Why Study Religion? with Interim Director Dr. Hannibal Hamlin

Why Study Religion? is a video series in which the CSR asks its faculty, students, and staff what is important to them about the academic study of religion and why more folks should consider pursuing it. Find out more about the Center and its initiatives HERE. To learn more about OSU’s Religious Studies Major, visit our website at THIS LINK.

Why does Dr. Hannibal Hamlin, Interim Director of the Center and Professor of English, think it’s important to study religion? Watch the video below to find out!

Transcript: “I’m Hannibal Hamlin. I’m the Director for the Center for the Study of Religion and a Professor in the English Department specializing in literature of the English Renaissance–Shakespeare’s time. And I’m particularly interested in literature and religion and in the influence of the English Bible on English literature.

“Why study religion?
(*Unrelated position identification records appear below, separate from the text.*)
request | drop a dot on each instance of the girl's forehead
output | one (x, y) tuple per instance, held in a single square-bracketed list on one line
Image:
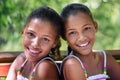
[(78, 19), (39, 26)]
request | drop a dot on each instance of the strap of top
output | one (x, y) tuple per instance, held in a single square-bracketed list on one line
[(71, 55)]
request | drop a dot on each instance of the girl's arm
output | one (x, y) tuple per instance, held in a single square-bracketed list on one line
[(47, 71), (113, 68), (72, 70), (12, 74)]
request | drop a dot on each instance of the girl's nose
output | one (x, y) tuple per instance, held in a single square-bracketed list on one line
[(35, 43), (81, 37)]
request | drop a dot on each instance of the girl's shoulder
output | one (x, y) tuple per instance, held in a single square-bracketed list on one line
[(47, 69), (19, 61)]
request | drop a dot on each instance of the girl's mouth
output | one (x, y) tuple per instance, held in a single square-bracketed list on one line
[(33, 52)]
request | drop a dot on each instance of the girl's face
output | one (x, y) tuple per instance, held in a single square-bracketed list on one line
[(38, 38), (80, 33)]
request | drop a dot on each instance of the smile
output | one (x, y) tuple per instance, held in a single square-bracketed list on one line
[(83, 45), (33, 52)]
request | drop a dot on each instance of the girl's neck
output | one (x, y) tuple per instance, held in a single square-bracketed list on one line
[(92, 56)]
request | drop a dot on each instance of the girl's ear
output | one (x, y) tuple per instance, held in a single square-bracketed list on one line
[(57, 42), (23, 29), (96, 26)]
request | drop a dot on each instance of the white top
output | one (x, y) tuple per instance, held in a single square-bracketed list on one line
[(94, 77)]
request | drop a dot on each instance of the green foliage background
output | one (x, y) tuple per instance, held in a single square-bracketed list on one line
[(13, 14)]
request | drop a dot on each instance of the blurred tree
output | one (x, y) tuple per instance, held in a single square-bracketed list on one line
[(14, 13)]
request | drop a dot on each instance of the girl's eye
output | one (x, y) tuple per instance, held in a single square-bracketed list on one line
[(72, 33), (88, 28), (46, 40), (30, 35)]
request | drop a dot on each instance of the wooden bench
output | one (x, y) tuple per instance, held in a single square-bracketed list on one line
[(6, 58)]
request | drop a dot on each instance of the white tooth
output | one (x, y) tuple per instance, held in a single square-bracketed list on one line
[(84, 44), (33, 51)]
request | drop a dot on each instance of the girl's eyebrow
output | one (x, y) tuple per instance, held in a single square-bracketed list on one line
[(87, 24), (30, 29), (72, 27)]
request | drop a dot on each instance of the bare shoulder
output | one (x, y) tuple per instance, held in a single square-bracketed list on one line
[(47, 70), (113, 68), (19, 60), (70, 67), (71, 61), (14, 67)]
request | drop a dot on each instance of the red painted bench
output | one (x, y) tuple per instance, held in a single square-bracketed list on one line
[(6, 58)]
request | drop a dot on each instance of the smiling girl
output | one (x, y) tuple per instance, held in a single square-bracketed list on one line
[(39, 38)]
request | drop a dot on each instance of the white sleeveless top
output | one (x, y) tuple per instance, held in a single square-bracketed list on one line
[(20, 77), (94, 77)]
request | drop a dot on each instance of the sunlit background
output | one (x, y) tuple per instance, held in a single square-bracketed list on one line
[(13, 14)]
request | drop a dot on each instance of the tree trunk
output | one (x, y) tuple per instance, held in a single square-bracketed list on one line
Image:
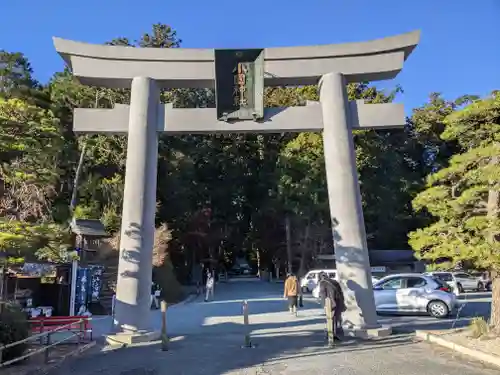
[(495, 303), (74, 193), (304, 251), (288, 243), (493, 207)]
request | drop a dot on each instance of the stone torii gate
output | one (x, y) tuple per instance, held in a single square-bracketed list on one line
[(239, 109)]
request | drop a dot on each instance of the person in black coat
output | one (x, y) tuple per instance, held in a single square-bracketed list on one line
[(332, 289)]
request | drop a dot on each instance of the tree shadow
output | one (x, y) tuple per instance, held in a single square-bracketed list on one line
[(216, 355)]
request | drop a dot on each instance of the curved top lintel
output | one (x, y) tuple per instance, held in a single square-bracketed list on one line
[(97, 64)]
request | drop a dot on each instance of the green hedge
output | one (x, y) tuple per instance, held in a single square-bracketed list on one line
[(14, 326)]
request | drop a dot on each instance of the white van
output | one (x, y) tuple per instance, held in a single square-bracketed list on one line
[(311, 279)]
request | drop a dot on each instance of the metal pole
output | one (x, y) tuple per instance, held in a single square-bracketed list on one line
[(248, 342), (329, 321), (72, 298), (164, 336)]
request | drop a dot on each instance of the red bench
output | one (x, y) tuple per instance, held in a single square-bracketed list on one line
[(75, 324)]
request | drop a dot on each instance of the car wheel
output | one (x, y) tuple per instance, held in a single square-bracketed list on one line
[(438, 309)]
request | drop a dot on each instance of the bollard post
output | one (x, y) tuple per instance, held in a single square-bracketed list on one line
[(81, 336), (329, 321), (41, 331), (164, 336), (248, 343), (48, 348)]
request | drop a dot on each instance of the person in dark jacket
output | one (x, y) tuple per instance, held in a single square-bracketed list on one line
[(332, 289)]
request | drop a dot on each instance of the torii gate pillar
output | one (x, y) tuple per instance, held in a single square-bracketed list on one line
[(133, 295), (348, 226)]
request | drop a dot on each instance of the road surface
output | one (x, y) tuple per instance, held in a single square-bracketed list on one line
[(207, 339)]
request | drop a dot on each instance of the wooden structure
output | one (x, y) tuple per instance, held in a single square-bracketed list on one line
[(88, 235)]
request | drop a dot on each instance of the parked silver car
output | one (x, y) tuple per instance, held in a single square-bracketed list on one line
[(460, 282), (414, 293)]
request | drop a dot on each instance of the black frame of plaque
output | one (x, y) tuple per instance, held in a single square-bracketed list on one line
[(229, 65)]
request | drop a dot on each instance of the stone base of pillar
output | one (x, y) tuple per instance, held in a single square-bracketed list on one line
[(367, 333), (125, 338)]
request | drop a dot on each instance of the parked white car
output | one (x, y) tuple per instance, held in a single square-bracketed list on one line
[(414, 293), (460, 282)]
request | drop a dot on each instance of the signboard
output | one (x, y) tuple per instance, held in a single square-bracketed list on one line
[(239, 84)]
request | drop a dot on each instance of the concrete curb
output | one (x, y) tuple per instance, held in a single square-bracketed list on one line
[(53, 366), (190, 298), (476, 354)]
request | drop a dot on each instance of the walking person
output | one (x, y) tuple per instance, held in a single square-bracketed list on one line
[(210, 285), (198, 278), (331, 288), (291, 293), (155, 295)]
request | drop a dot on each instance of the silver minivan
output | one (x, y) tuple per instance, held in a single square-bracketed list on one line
[(414, 293), (460, 282)]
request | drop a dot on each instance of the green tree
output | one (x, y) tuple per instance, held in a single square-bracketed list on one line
[(464, 196)]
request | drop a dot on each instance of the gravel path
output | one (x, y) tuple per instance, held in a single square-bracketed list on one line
[(207, 339)]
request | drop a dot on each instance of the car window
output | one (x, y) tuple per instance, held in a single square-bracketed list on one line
[(415, 282), (443, 276), (440, 282), (396, 283)]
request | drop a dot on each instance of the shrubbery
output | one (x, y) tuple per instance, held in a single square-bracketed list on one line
[(14, 327)]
Well, in my particular period, in the English Renaissance, everybody was required to attend church by law. And there was only one Church–the Church of England. After the Reformation, there was a minority Catholic population, but religious belief and practice was virtually universal. And religion gets at the heart of what people think and believe, what they hold to be most important. It’s not just a sort-of ‘weekend thing;’ it touches every aspect of life in the period I study. And you’d be hard-pressed to find any work of literature that doesn’t, in some way or another, connect with religious questions, religious ideas. Salvation, sin, and death. More broadly speaking, religion is still a central part of so many aspects of people’s lives across the world. The majority of Americans are believers, are practitioners in one religion or another, and that percentage increases as you go across the world. And centers like Pew [Research Center], or people who keep that sort of data, tell us that over the next decades, that percentage is even going to increase. Religion simply gets at the heart of what is most important to people. Life; death; life after death, if you hold that sort of belief; sin; salvation; love; grief; forgiveness: all of these things connect to religion, and so, why not study religion?”